The Slow Grind

Georgina Johnson’s first book, The Slow Grind: Finding Our Way Back to Creative Balance, addresses how our narrow definition of sustainability has created more inequality. Rebecca Fulleylove talks to the multi-disciplinary artist about what needs to change

In 2018, Georgina Johnson, creative polymath and the woman behind counter-culture platform The Laundry Arts, wrote a manifesto alongside mental health activist Sara Radin titled Slow Fashion to Save Minds. At a little over 200 words, it was succinct but packed with empowering sentiments that forced readers to rethink the way they approach their work and life.

Within it, Johnson touched upon a need to respect everyone’s (including your own) mental capacity, to push those at the back to the front, plus a need for transparency and fairness, the importance of community, and how sometimes it’s necessary to just slow down. Though it was geared towards the fashion industry, it resonated with people across the arts.

“It took on a life of its own and was picked up by everyone from DJs to chefs to graphic designers,” says Johnson. “I realised that people needed this light, candid, direct guide to help them feel like the industry isn’t super cold.”

Top and Above: Portraits of Georgina Johnson, by Campbell Addy

Johnson felt a manifesto was the perfect format to package her ideas, and it was a way for her to channel what she’d learned and experienced from working in the industry, first as a fashion designer, then later as an artist, curator, creative director, speaker, and commentator.

“I don’t really consider myself at the centre of this industry,” she says. “As a Black woman, I’m still on the periphery, but I’m constantly pushing to knock a few doors down and break the wall of silence that people like me are always facing when trying to get our foot into this industry. I try as best I can to carve out space because I am acutely aware that nobody is going to just give it to me.”

I guess my nature is that I just do things myself, because I haven’t got time to wait around for people to say, ‘OK, you’re worthy, we’ll listen’

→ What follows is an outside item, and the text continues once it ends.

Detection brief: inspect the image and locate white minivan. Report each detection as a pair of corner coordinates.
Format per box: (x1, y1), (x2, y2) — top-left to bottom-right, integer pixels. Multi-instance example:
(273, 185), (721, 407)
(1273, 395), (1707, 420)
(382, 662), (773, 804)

The manifesto was a step towards creating the kind of space Johnson wanted to work within, but she didn’t want to leave it there. Two years on, Johnson has just released The Slow Grind: Finding Our Way Back to Creative Balance, an anthology of essays, think pieces, and conversations that build on the manifesto. On top of this, the book also attempts to explore creative, social and environmental sustainability by acknowledging the systems that have become the norm, and the ways in which they need to be changed.